Apart from the more extensive "mosses," the lower slopes of the mountains, both in Cumberland and Wales, are often rich in flowers unsuspected by the wayfarer, who, keeping to some upland track, sees nothing on either side but bare peaty moors that appear to be entirely barren. And barren in many cases they are. You may wander for miles and not see a flower; then suddenly perhaps, on rounding a rock, you will find yourself in one of these natural gardens in the wilderness, where the ground is pink with red rattle growing so thickly as to hide the grass; or white with spotted orchis, handsomer and in greater abundance than is dreamed of in the south; or, a still more glorious sight, tinged over large spaces with the yellow of the bog-asphodel, a plant which is beautiful in its fruit as well as its flower, for when the blossoms are passed the dry wiry stems turn to deep orange. Sun-dews are everywhere; the quaint and affable butterwort is plastered over the wet rocks; and the marsh St. John's-wort, so unlike the rest of its family that the relationship is not always recognized, is frequent in the spongy pools.

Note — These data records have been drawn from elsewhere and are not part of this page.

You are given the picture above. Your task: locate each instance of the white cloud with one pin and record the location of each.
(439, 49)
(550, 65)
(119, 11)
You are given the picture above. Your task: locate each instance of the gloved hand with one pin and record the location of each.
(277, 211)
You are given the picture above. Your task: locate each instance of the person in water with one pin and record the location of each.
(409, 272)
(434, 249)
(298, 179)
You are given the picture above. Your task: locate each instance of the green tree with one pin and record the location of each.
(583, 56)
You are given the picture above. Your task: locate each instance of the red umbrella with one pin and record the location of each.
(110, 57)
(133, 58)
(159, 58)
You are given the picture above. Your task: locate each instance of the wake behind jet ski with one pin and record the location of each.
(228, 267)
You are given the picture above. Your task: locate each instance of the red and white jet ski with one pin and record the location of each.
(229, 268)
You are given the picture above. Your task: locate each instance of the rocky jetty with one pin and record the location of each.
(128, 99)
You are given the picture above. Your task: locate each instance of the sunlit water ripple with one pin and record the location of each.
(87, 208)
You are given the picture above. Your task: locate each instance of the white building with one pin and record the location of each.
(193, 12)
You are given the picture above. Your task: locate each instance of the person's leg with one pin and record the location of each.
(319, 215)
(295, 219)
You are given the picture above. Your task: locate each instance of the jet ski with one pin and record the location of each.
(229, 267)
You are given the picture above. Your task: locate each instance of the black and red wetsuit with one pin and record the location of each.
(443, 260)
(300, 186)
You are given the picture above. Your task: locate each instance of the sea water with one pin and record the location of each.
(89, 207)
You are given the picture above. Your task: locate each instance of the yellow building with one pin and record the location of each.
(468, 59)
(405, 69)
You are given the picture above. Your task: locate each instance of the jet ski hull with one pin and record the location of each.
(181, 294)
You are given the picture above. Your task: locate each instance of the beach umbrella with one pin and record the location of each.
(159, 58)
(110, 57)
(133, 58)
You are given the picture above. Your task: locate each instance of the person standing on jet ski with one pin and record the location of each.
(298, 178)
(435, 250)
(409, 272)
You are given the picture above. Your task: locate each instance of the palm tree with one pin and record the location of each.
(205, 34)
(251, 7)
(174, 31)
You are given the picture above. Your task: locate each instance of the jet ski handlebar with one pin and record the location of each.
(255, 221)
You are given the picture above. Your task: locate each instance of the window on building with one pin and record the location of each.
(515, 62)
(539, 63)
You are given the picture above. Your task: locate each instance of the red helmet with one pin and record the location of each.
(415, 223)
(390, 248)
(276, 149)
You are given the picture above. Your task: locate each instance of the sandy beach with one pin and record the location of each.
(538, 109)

Here and there, a small patch of pink on the grey heath, will be seen the delicate bog-pimpernel, which might take rank as the fairest flower of the marsh, were it not that the diminutive ivy-leaved campanula is also trailing its fairy-like form through the wet grasses, among which it might wholly escape notice unless search were made for it. To realize the perfection of its beauty--the exquisite structure of its small green leaves, slender thread-like stems, and bells of palest blue--you must go down on your knees to examine it, however damp the ground; a fitting act of homage to one of the loveliest of Flora's children.